第一章 34 △世界は嫌っているらしい
解放されたミクハは数歩前に出てヴェイシャズから離れた。
すでに、ミクハの目にヴェイシャズは写っていない。視線は一人の女の子に注がれていた。もっと言えば吸血鬼でありながら妹でもあるたった一人の家族に。
「……あ、えっと」
(合わせる顔なんてあるはずがない。あの子がどうしようもなく打ちのめされてボロボロになっているのは全部私のせいなんだから。私さえ、いなければっ)
やがて、目に光が刺さったわけでもないのに、目を開けていることすら難しいほど眩しくなってしまう。見ていることすらままならなくなり、視線をせわしなく移動させた。
今すぐにこの場から逃げ出したかった。でも、あの子は逃げ出すことを赦してくれなかった。
「おねえちゃんっ」
(なんで? なんで私なんかをまだそんなふうに呼んでいるの? どうして、駆け寄って私に抱きつくの? 私が悪かったのに、なんで……)
「なんで、罰してくれないの?」
謝る言葉は出なかった。その代わりに嗚咽が漏れた。涙が流れた。
「うう、ああ。ああああ……」
私だけが救われてしまった。一番つらいのはティアなのに。ティアの温もりが私を癒してくれた。それが唯一の救いとなり、ボロボロになった心が砕け散ることを最後のところで防いでくれた。私はどうなってもよかった。ティアが生き残ってくれるならば私は命を投げ出してもいい。今ではそんな覚悟もある。
それでも、私の意を汲んではくれない。何が言いたいのかと言えばこの世界はクソッたれっていう事だけ。私を責めて、私を迫害すればいいのに。
この世界はどうもティアを救ってはくれないらしい。
トン。
軽い衝撃が身体を突き抜けた。ティアを抱きしめる私の背中を軽く押す様な衝撃。それに似合わない強烈な力に体が押しのけられた。
「え?」
肩越しに見たのは憎たらしそうに睨み付けるヴェイシャズ。魔術を使って私と、抱きついていたティアを押した。瞬きひとつする間に数十メートルも押しのけられて、崖の向こうへと突き出された。
私たちのたどる未来は一つ。
高所からの落下。こんな状況で何もできない。魔術も魔法も呪いも。事前の準備が物を言う。こんなところであっさりと発動できるような備えは、ヴェイシャズから持たされるはずもなかった。

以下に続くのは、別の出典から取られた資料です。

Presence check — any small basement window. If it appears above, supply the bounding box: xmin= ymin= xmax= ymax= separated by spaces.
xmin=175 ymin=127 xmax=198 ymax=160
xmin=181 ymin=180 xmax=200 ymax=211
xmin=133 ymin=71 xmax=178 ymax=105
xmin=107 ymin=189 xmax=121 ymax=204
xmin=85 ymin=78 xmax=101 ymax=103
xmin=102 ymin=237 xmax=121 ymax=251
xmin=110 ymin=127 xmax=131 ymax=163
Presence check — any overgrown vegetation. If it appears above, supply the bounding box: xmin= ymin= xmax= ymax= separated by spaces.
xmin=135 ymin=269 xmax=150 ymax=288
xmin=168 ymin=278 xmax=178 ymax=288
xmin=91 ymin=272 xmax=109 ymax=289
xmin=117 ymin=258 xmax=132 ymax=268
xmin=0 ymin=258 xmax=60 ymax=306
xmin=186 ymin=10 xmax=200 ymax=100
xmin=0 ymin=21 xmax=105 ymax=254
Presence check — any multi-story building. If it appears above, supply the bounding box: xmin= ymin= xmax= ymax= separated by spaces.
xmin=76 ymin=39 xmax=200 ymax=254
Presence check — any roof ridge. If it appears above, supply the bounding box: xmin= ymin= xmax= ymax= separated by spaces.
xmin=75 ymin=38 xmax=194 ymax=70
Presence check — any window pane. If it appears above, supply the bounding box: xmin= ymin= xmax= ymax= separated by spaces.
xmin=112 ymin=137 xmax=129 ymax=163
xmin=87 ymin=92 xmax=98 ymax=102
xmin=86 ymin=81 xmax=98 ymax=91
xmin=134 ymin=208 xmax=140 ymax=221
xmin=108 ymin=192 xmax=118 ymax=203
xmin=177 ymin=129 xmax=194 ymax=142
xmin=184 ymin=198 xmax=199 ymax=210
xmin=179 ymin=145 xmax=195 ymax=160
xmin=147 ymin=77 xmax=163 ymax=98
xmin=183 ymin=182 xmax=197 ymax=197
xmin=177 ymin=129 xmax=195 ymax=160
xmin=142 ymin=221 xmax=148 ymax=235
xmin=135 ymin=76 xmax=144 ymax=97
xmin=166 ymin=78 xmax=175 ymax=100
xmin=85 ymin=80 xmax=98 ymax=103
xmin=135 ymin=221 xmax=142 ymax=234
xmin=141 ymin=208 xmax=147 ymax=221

足場が無くなり、浮遊感が死を明確に意識させる。お腹のつぃたの方を押されるように力が籠る。全身の毛穴が開き、身体が硬直するのが分かった。
(ああ、神様。あなたはどれだけティアが嫌いなの?)
私たちは死を待つしかなかった。あとは五〇メートル近くを落下するだけ。せめて、最後くらいは姉としての見栄を張りたかった。
(最期はくらい怯えないで、ティア)
ティアに地面が見えないようにしっかりと抱きしめて、私が下になる様に身体を回した。
(これで、すべてが終わる。何もかも。あんな最低な二週間から解放される)
こんな時に思い出すのは、家族で過ごした日々。幸せな日常。私がぶち壊した大切な時間。もうあんなふうに家族三人でそろうことは無くなってしまった。それでもこの日々の地獄、これから先で味わう苦しみや後悔を考えたらここで解放されることも悪くはないと思えた。
そうなってしまえばこの浮遊感も心地よかった。
ああ、なんで? どうして来ちゃうのかな? なんで、また貴方が。
落下を始める私の目に一人の男が写った。
もう一度、あの男が助けに来た。